Fondation Jean Piaget

Stade 1: "Numérosité spatiale"

Absence de toute notion de conservation
Absence de rapport entre les notions d’ordinal et de cardinal
Recherches sur les opérations numériques


Absence de toute notion de conservation

Lorsque l’on demande à un enfant du premier stade de placer autant d’oeufs que de coquetiers, la réponse typique que l’on peut observer est la suivante:
    Le sujet va placer devant ceux-ci une rangée d’oeufs de même longueur que celle des coquetiers, mais contenant beaucoup plus d’oeufs (fig. 6).
Mais si on lui demande ensuite de mettre les oeufs posés sur la table dans les coquetiers, il est probable qu’il affirmera que, en effet, il n’y a pas la même chose d’oeufs que de coquetiers, puisqu’il reste des oeufs sur la table.

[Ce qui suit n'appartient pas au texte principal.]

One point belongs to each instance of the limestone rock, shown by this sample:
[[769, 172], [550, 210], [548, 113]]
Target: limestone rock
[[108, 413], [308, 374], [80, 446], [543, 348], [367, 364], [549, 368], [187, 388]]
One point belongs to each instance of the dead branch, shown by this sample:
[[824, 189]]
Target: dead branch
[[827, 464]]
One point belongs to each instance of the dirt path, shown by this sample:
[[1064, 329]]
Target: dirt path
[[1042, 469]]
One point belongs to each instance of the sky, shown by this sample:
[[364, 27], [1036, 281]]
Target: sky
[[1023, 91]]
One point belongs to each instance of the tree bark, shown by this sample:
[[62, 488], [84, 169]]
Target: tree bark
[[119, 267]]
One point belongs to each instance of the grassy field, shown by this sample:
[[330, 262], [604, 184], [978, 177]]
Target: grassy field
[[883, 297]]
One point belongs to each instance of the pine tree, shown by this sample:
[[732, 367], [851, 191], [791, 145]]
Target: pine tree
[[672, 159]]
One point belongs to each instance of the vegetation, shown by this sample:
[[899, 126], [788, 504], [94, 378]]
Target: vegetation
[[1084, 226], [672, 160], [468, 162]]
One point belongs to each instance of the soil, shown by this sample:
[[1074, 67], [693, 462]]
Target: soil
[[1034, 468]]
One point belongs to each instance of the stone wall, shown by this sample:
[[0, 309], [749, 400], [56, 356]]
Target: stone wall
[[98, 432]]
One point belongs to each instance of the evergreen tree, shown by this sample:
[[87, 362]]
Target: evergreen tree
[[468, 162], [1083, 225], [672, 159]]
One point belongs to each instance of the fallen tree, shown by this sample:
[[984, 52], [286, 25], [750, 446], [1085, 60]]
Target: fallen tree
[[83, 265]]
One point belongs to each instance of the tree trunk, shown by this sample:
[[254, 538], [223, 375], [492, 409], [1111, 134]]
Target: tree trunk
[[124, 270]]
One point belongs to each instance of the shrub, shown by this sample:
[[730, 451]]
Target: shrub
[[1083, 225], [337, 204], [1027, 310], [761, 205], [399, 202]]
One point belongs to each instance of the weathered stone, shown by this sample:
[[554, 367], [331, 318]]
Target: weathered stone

En écartant ces derniers, le psychologue et l’enfant pourront pourtant facilement se mettre d’accord sur le fait, logique pour l’un, empirique pour l’autre, qu’il y a maintenant la même chose d’oeufs que de coquetiers, le psychologue, parce qu’il est supposé avoir acquis la notion opératoire de nombre, et l’enfant, parce qu’il voit bien qu’il y a un oeuf pour chaque coquetier et vice et versa.

Le nombre que connaît l’enfant de ce stade est une "numérosité perçue", très peu différenciée de l’espace et proche de celle que peut déjà reconnaître l’animal.

Mais, dernière étape de cette expérience mille fois répétée, il suffira au psychologue de prendre les oeufs et de les placer en tas sur la table pour que l’enfant affirme aussitôt qu’il y a maintenant plus de coquetiers, parce que la ligne qu’ils forment est longue; puis il suffira d’écarter les oeufs de telle façon qu’ils forment à leur tour une ligne plus longue que celle des coquetiers pour que, automatiquement, il y ait aux yeux de l’enfant plus d’oeufs que de coquetiers.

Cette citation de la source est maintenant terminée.